A série de filmes "X-Men" começou em 2000 em filme dirigido por Bryan Singer. A produção já mostrava que os estúdios Marvel estavam falando sério ao transpor o universo de mutantes dos quadrinhos para o cinema. O elenco, em especial, chamava a atenção. Patrick Stewart (que já havia sido o capitão Jean-Luc Piccard na série Star Trek: A Nova Geração) interpretava o mentor dos mutantes "do bem", Charles Xavier, e Ian McKellen era Magneto, o chefe dos mutantes "do mal". Hugh Jackman era o carismático Wolverine e atores e atrizes como Famke Janssem, Halle Berry, James Marsden, Brian Cox, entre outros, completavam o time. "X-Men 2" (2003) era melhor que o primeiro e avançava na metáfora de racismo e homofobia que os mutantes claramente representavam. A série ainda contou com "X-Men 3" (dirigido por Brett Ratner), que era mais do mesmo, e com um filme feito sobre Wolverine (2009), que era particularmente ruim.

"X-Men: Primeira Classe" embarca na nova fórmula descoberta por Hollywood para explorar suas "franquias", as "prequels". Ao contrário de uma "sequel" (continuação), a "prequel" é um filme que mostra eventos anteriores às histórias originais. Pelo lado bom, é uma forma de mostrar a origem dos personagens e, quando bem feito, de melhor aprofundá-los. Pelo lado ruim (como foi o caso de "Wolverine"), pode ser apenas um caça-níqueis que se aproveita dos filmes originais para se promover, além de um elenco novo, e mais barato, para o estúdio explorar. "Primeira Classe" está em um estágio intermediário entre estas duas possibilidades. Apesar de se propor a mostrar a origem dos "X-Men" como um todo, o filme está claramente focado no personagem de Erik Lehnsherr, o Magneto, interpretado pelo alemão Michael Fassbender. Sua história é contada desde 1943, quando Erik era um garoto judeu que é separado da mãe pelos nazistas. A cena, aliás, já havia sido mostrada em flashbacks dos filmes anteriores, mas a situação é estendida. O pequeno Erik, quando está com raiva, mostra ser capaz de atrair e mover objetos de metal, o que atrai a atenção de Sebastian Shaw, um nazista interpretado por Kevin Bacon. A cena em que Shaw mata a mãe de Erik retrata bem os problemas de "Primeira Classe". A boa carga emocional é atrapalhada por erros ridículos (a fúria de Erik destrói todo um laboratório, mas não quebra paredes de vidro, por exemplo). Esta combinação de seriedade com amadorismo permeia todo o filme (dirigido por Matthew Vaughn, de "Kick-Ass").

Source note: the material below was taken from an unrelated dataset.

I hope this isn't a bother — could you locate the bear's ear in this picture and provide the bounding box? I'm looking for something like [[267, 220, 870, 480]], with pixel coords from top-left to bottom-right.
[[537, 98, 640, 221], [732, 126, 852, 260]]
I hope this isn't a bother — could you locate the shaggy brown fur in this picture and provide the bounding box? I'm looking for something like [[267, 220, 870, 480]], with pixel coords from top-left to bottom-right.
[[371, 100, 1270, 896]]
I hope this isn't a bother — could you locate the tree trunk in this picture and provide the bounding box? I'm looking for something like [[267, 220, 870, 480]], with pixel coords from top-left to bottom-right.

Da II Guerra Mundial, a trama pula para os anos 60 e para a "Crise dos Mísseis" entre a antiga União Soviética e os Estados Unidos. Shaw, que se tornou um vilão mais ao estilo de James Bond, quer destruir todos os humanos "normais" em uma guerra nuclear entre as duas superpotências. Charles Xavier (o bom James McAvoy) é um estudioso de genética da Universidade de Oxford que é contratado pela CIA para combater os comunistas e, de quebra, encontrar e recrutar a nova raça de mutantes que está surgindo no planeta. "Primeira Classe" é muito bom quando foca na relação complicada entre Xavier e Magneto. Os dois têm inteligência acima da média e vários pontos em comum, mas são separados pela grande mágoa e sede de vingança carregadas por Erik. O filme é ruim, quase patético, no recrutamento e seleção dos outros mutantes, todos jovens, e na infeliz composição do vilão criado por Kevin Bacon; Sebastian Shaw (que, com o auxílio de outro mutante poderia ir de um ponto a outro do planeta) passa grande parte do filme navegando em um submarino que, vale repetir, parece vir diretamente de um filme de James Bond, com grandes salas decoradas e garotas mutantes em trajes mínimos. A "vida real", representada pela Crise dos Mísseis, Cuba, o Presidente Kennedy, etc, é misturada com a trama dos mutantes com resultados que variam, novamente, do ótimo ao patético, culminando com uma batalha final espetacular e absurda (que conta com a presença do ator Michael Ironside em uma ponta).

"X-Men: Primeira Classe", apesar de interessante, é bastante irregular. As inevitáveis continuações, talvez, acertem o passo.